One of the decisive facts of the 1980s and 1990s has been the tremendous migration of peoples from one nation to another, both as immigrants and as refugees. Every part of the globe is experiencing the demographic changes of these migrations. Today, the Islamic world is no longer somewhere else, in some other part of the world; instead Chicago, with its 50 mosques and nearly half a million Muslims, is part of the Islamic world. America today is part of the Islamic, the Hindu, the Confucian world. It is precisely the interpenetration of ancient civilisations and cultures that is the hallmark of the late twentieth century. This is our new georeligious reality. The map of the world in which we now live cannot be colour coded as to its Christian, Muslim, or Hindu identity, but each part of the world is marbled with the colours and textures of the whole.

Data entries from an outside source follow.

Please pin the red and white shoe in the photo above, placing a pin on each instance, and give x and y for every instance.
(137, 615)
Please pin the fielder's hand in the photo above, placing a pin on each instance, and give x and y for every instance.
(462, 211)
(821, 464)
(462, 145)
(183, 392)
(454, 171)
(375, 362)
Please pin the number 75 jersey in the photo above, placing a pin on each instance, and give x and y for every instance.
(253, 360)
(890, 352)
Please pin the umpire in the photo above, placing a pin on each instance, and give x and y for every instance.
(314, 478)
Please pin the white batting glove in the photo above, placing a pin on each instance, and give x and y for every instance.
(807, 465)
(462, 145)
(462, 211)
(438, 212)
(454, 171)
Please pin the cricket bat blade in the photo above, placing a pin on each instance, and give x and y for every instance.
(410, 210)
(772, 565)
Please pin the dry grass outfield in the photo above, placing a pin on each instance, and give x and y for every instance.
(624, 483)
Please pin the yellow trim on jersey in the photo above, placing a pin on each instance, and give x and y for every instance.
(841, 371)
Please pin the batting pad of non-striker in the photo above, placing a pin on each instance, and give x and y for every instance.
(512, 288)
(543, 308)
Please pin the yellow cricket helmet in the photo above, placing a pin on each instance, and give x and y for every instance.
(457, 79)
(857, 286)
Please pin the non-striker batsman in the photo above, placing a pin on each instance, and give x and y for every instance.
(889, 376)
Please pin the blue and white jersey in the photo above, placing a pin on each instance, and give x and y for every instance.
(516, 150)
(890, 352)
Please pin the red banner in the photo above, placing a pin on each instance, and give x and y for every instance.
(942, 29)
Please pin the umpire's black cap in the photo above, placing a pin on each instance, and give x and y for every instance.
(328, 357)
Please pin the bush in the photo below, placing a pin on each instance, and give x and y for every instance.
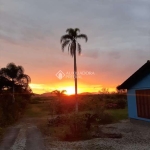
(121, 103)
(105, 118)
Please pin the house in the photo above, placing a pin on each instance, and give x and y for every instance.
(138, 93)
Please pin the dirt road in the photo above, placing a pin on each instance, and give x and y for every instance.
(23, 136)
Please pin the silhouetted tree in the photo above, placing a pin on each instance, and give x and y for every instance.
(70, 40)
(13, 77)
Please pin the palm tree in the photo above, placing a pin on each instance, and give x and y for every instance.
(59, 94)
(16, 77)
(70, 40)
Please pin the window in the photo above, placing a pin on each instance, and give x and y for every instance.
(143, 103)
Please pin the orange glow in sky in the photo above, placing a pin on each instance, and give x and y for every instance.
(43, 88)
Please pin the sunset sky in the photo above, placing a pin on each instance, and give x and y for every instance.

The plurality of religious traditions and cultures challenges people in every part of the world today, including the United States, which is now the most religiously diverse country on earth. Diversity, we have here in America and here at Harvard. It is not an ideology invented by the multi-cultural enthusiasts of the left. It is the new reality of our society. Diversity, we have. But what is pluralism? First, pluralism is not diversity alone, but the energetic engagement with that diversity. Diversity can and has meant the creation of religious ghettoes with little traffic between or among them. In this new world of religious diversity, pluralism is not a given, but an achievement. In the world into which we now move, diversity without engagement, without a fabric of relationship, will be increasingly difficult and increasingly dangerous.

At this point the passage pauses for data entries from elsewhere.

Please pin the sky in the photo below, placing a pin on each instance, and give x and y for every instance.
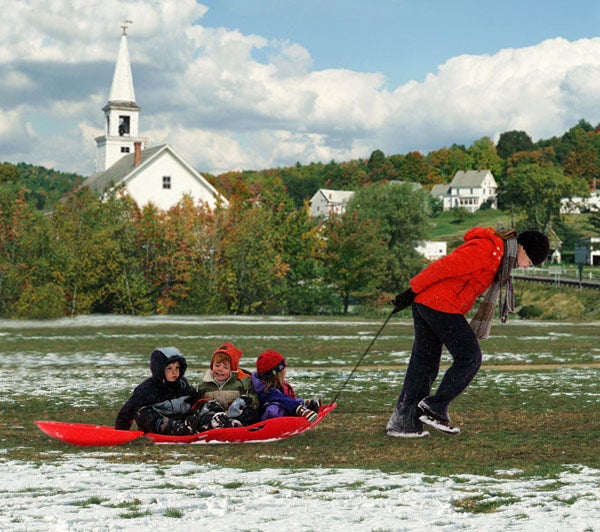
(255, 84)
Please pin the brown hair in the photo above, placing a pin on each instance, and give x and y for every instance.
(505, 234)
(219, 358)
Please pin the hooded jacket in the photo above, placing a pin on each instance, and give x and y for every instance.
(453, 283)
(228, 391)
(155, 389)
(286, 399)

Second, pluralism will require not just tolerance, but the active seeking of understanding. Tolerance is a necessary public virtue, but it does not require Christians and Muslims, Hindus, Jews, and ardent secularists to know anything about one another. Tolerance is simply too thin a foundation for a world of religious differences. It does nothing to remove our ignorance of one another, and leaves in place the stereotype, the half truth, the fear that underlies old patterns of division and violence. In the world into which we now move, our ignorance of one another will be increasingly costly. And finally, pluralism is not simply relativism. The new paradigm of pluralism does not require us to leave our identities and our commitments behind, for pluralism is the encounter of commitments. It means holding our deepest differences, even our religious differences, not in isolation, but in relationship to one another. The language of pluralism is that of dialogue and encounter give and take, criticism and self criticism. In the world into which we now move, it is a language we will have to learn.
Whether in India or America, whether on New Hampshire Avenue or at Harvard University, the challenge for all of us today is how to shape societies, nations, neighbourhoods, and universities that now replicate and potentially may reconfigure the differences that have long divided humankind.